Harvard women’s soccer’s season-opening three game home winning streak was snapped Friday afternoon, as a fantastic individual performance from San Francisco’s Miciah Madison stole the show at Ohiri Field and a slow start doomed the Crimson to a 3-1 defeat.

Madison, a dynamic senior forward who had entered Friday’s game with three goals and two assists in the Dons’ first six games, added two more goals and another helper, each in impressive fashion.

In the first half, Harvard (3-2), playing its third game in five days, appeared physically overmatched. The bigger and more experienced San Francisco (5-2) was coming off of a humiliating 9-0 defeat to Stanford on its home turf, and it showed. The Dons came out fired up, winning contested headers, pressing the Crimson into mistakes, and holding Harvard to a single shot — which came just two minutes into the game and was blocked — in the first half.

“I think we knew San Francisco was going to be an athletic team and they were going to put us under a lot of pressure,” head coach Chris Hamblin said. “I think we — as a team overall — hid a little bit more than we should have done. I think we weren’t as comfortable on the ball and we were not showing up and they took advantage of that and they scored some chances.”

The payoff came in the 11th minute, when Madison cut in from the left wing and fired away from 25 yards out. Almost before the Crimson players even knew the shot was coming, the ball had nestled into the top right corner. Harvard’s goalie, senior Kat Hess, had no chance to save it.

Madison was also the catalyst for San Francisco’s second goal, which came a shade under 20 minutes later. After a wayward dribble sent the ball careening toward the goal line, she showcased her speed by running it down and then lofted the ball towards the far post, where 5’9” redshirt senior forward Samantha Jehnings — with whom Madison clearly has terrific chemistry — was waiting. All Jehnings had to do was head the ball into an open net, and the Dons had some breathing room.

The Crimson grew into the game after that second goal, allowing just one total shot in the final hour of the game after conceding six, including three on frame, in the first half hour. But the one shot they did allow in the second half was a damaging one.

Those who had watched the first hour of the game were unsurprised when 63 minutes in Madison, whose driving run had seemingly been stopped by Harvard’s defense and whose back was to goal, somehow managed to buy herself a half-yard of space and quickly fired a shot from the edge of the 18 yard box into the lower left corner.

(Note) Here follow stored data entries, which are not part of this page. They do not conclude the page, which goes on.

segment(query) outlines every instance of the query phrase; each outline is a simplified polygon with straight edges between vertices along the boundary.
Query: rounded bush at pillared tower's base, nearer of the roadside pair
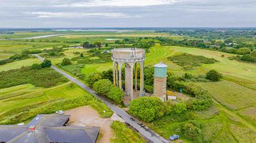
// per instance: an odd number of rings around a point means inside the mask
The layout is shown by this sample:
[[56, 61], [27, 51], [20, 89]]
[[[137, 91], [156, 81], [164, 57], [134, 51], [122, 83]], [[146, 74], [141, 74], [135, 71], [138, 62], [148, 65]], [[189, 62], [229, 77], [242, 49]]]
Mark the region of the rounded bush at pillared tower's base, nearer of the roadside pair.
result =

“[Madison is] just a very dynamic player and one thing I found covering her is just I have to always be within arm’s length to make sure she doesn’t turn,” sophomore defender Jillian Wachira, who was often tasked with following Madison, said. “Just being annoying the whole game and just trying to be in her face a little bit, because once she sees that pocket she goes, and she’s quick, so you give her those five yards and she’s ahead of you just like that.”

The Crimson dominated the rest of the game, starting with a quick response to the third goal by sophomore Sophie Hirst, who directed an excellent cross from first-year midfielder Gabby DelPico into the net for her second goal of the season. But while Harvard continued to pile on the pressure, finishing with eight second half shots (six on goal) to San Francisco’s one (the goal by Madison) and creating multiple scoring chances, the three goal deficit was too much to overcome, and the Dons held on for a 3-1 victory.

“In the second half we showed up, we competed, and we wanted the ball under pressure,” Hamblin said. “I think it’s a really good lesson for our young team to understand that you can’t hide, you can’t be afraid, you have to attack each game and although the game can be a game of two halves, often times if you put yourself in a hole, it can be too difficult to get out.”

In the loss, the Crimson also suffered what might have been a damaging injury. Near the end of the first half, junior forward Murphy Agnew, the catalyst for much of Harvard’s offense so far this season and a key connector between the team’s midfield and first-year striker Angela Caloia, limped off the field and did not return to the game. Agnew’s status for Sunday’s game at Connecticut is uncertain, but any time she misses will be damaging to the Crimson going forward.